Dos tontos y una mosca

David Marsais y Grégoire Ludig en una imagen de 'Mandíbulas'.

David Marsais y Grégoire Ludig en una imagen de 'Mandíbulas'.

Quentin Dupieux ha hecho de la lógica del absurdo y el yo-me-lo-guiso-yo-me-lo-como sus principales señas de identidad como cineasta, capaz de llevar hasta las últimas consecuencias premisas irrisorias donde lo fantástico se abre paso en la narración con un rumbo siempre incierto y sorprendente para derivar en inevitable comedia excéntrica.

Ya lo vimos en aquella Rubber que seguía los pasos por el desierto de un neumático con vida propia y poderes telepáticos, y lo vemos ahora en esta Mandíbulas que, tras La chaqueta de piel de ciervo, depura aún más el concepto para poner on the road a dos tontos muy tontos (extraordinarios Grégoire Ludig y David Marsais) y a una mosca gigante por los parajes marginales de la Costa Azul. Una aventura a ratos hilarante, siempre entretenida, que naturaliza la existencia misma del insecto, un insecto salido de una película de serie B, para hacer de él la sigilosa y observadora mascota de dos tipos ridículos que, en su complicidad, torpeza y camaradería de nerds a la francesa, sólo encuentran más estupidez a su alrededor en cada nueva estación de su viaje hacia ninguna parte.
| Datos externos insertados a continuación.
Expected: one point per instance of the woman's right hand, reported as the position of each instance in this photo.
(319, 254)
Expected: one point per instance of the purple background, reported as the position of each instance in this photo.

Mandíbulas avanza así con paso firme por un paisaje extrañado en el que las confusiones de identidad, el azar, los accidentes, las meteduras de pata y los encuentros propician una serie de gags en sordina que Dupieux filma con la habitual contención y sin cambio de registro, dejando que el absurdo aflore por sí mismo en el contacto con la superficie de lo real. Su película nos deja también una no menos sorprendente aparición de Adèle Exarchopoulos como joven trastornada e histérica, todo un manojo de tics, en una de esas composiciones screwball que son un regalo para una actriz y no tienen ya cabida en el cine de hoy.